Something else... I am now getting B12 shots.  My recent bloodwork said I was a bit low and so my doc prescribed the shots for me!  I actually had to research B12 because I had no idea what it was or why I needed it!  I found out some good stuff.  I know... Big Dork over here! :)  Hey, If I have to put something in my body and I don't know what it is... I am SOO going to research it!  Wouldn't you?!?!?

I have been reading some interesting books lately... about clutter in both your body and your house!  I know I've said this before, but I am clearing it all out!  My house has been clean and I mean CLEAN for almost 2 weeks.  It makes life easier, for sure.  I can come down in the morning and see that I have a shiny and clean sink and it makes me smile.  That starts my day off right.  I am creating routines for myself.  Ones that I can work with and continue.  Something has been occuring to me lately... I AM NOT PERFECT!  Shocker, I know... I know, I have burst some people's bubbles!  I can't help it! LOL!  However, I am not perfect.  In realizing this, I can let go of some of my perfectionisims.  It is freeing.  EXTREMELY! 

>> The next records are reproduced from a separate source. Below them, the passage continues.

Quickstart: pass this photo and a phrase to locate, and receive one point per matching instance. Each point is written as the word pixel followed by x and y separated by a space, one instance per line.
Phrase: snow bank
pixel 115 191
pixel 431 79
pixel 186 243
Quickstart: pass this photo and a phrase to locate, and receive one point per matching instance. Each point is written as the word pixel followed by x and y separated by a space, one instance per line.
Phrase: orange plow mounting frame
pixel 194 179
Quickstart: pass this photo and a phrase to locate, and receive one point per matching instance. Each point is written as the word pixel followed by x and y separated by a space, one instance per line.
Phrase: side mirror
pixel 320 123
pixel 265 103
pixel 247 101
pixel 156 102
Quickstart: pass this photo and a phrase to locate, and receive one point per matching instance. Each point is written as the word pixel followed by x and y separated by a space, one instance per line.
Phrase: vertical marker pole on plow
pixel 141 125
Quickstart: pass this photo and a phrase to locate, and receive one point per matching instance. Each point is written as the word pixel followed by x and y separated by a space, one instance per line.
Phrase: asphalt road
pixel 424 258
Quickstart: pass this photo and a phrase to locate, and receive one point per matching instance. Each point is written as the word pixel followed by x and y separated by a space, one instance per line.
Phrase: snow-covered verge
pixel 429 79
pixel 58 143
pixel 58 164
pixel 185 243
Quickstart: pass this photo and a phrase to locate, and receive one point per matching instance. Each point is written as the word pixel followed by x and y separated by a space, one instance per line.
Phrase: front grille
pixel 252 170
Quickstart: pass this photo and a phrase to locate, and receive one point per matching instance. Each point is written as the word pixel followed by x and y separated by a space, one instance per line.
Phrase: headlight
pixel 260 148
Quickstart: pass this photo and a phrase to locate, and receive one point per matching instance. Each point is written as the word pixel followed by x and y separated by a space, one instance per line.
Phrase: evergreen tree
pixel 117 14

I have also learned about the HALT principle.  I am trying to implement it into my life.  HALT stands for Hungry, Angry, Lonely, and Tired.  I am trying to asses myself now based on these things.. am I truly hungry, or am I Angry, Lonley, or Tired?  If I am truly hungry, I will eat.  If I am anything else, I will distract myself untill I don't want to reach for food.  I am learning to be good to myself.  I AM WORTH IT!  I am.  It has taken me a long time to figure this all out.  Now, that I have, I am never going back!!!!

OK!!!!  That was Heavy, Deep and Real.  We had a lot to catch up on! 

BE KIND to yourself!  Be Kind to others!